Und sie wird noch weniger werden. Einem Bericht des Focus zufolge, will die Bahn AG mehrere Millionen Euro an der Wartung der ICE-Züge einsparen. Sie sollen statt nach 60 000 Kilometern Fahrt erst ab 80 000 gewartet werden. Erst der Profit, dann die Sicherheit. Ihr Hartmut Mehdorn.

Sitzen im Notstand

Friedensbewegung. Das Ordnungsamt der Stadt Frankfurt/Main hat Ermittlungen wegen des Vorwurfs einer Ordnungswidrigkeit gegen 1 273 Personen eingeleitet, die sich an Sitzblockaden vor der US-Airbase in Frankfurt/Main während des Irakkrieges beteiligten. Nun drohen den Demonstranten Geldbußen in Höhe von 100 Euro zuzüglich einer Verwaltungsgebühr von 18 Euro. Wie das Komitee für Grundrechte und Demokratie mitteilte, wollen die Betroffenen Einspruch gegen die Bußgeldbescheide erheben. »Da der Angriffskrieg gegen den Irak sowohl gegen das Grundgesetz als auch gegen das Völkerrecht und das Gewaltverbot der UN-Charta verstoßen hat, liegen Gründe für einen rechtfertigenden Notstand vor«, argumentiert das Komitee.
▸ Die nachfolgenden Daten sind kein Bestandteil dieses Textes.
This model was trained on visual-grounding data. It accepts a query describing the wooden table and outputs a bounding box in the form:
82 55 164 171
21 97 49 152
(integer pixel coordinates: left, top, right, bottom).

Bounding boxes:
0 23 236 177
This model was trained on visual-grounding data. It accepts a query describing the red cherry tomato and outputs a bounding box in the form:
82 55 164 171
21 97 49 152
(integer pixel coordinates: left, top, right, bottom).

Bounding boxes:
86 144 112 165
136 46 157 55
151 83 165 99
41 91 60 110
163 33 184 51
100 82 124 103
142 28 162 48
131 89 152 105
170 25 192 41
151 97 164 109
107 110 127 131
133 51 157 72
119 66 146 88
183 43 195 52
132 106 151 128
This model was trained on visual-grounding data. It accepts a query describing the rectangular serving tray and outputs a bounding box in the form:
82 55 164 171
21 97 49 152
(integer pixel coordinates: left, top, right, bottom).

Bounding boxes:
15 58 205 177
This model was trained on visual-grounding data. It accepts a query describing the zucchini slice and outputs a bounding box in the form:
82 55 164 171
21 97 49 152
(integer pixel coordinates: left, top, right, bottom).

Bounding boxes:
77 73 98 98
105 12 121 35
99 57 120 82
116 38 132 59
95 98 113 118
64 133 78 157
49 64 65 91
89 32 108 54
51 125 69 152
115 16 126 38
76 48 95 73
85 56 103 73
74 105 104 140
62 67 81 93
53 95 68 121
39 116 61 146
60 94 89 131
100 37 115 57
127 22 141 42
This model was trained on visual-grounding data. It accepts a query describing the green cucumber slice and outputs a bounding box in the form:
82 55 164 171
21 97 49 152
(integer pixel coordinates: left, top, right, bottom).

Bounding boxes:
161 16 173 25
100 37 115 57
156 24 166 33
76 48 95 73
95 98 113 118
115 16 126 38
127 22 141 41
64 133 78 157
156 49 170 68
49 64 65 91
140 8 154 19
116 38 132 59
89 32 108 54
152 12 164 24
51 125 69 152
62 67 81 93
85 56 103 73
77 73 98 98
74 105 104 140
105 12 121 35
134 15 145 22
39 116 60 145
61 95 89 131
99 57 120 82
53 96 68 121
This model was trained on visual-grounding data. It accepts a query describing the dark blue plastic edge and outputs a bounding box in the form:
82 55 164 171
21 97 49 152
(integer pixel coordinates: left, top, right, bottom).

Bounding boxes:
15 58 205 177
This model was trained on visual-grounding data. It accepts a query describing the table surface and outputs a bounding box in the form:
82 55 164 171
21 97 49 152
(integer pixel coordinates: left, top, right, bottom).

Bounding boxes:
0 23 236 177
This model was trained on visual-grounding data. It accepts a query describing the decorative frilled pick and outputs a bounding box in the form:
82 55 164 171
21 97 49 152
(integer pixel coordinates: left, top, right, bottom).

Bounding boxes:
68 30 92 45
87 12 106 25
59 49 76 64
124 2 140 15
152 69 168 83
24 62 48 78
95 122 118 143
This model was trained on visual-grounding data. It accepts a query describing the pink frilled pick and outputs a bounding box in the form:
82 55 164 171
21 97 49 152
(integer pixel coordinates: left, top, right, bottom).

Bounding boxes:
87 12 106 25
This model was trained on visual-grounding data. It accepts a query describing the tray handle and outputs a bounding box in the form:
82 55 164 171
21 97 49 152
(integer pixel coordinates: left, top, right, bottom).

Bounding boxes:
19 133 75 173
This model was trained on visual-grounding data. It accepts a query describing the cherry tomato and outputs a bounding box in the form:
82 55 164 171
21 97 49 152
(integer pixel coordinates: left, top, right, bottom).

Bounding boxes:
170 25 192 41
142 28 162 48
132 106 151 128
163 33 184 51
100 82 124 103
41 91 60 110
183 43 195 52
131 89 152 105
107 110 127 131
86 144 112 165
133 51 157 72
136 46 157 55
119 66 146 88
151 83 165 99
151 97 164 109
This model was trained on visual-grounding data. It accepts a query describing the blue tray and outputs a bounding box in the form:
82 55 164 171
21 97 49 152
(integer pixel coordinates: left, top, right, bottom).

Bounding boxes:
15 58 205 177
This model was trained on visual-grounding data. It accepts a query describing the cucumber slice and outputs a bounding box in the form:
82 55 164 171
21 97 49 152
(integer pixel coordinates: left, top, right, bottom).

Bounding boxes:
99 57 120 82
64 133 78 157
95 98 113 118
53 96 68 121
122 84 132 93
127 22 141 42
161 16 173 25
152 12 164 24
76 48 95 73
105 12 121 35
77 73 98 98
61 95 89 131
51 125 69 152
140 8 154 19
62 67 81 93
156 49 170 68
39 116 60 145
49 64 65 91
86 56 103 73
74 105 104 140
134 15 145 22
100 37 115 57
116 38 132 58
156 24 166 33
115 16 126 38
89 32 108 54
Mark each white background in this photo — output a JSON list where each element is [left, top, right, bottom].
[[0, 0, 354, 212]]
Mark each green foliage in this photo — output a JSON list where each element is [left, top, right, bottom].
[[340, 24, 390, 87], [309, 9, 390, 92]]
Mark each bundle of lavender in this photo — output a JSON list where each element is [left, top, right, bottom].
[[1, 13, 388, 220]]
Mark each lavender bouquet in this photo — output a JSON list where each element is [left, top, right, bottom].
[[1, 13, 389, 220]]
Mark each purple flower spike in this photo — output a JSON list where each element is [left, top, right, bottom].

Die Stadt Frankfurt unternimmt mit den Bußgeldverfahren vor allem etwas gegen ihren finanziellen Notstand. Insgesamt könnten bei einem Erfolg der Verfahren 160 000 Euro in die Kasse der Stadt fließen.

Der Aufschwung ist da

Arbeitslosenzahlen. Die gute Nachricht zum Schluss: Die Arbeitslosenzahlen könnten sinken. Denn nach einem Erlass der Bundesanstalt für Arbeit in Nürnberg sollen die Vermittler auf den Arbeitsämtern zukünftig Arbeitslose, die sich krank melden, aus der Statistik streichen. Der neueste Plan zur Senkung der Arbeitslosenzahl lautet: mehr Kranke, weniger Arbeitslose. Deutschland denkt sich eben immer wieder etwas aus.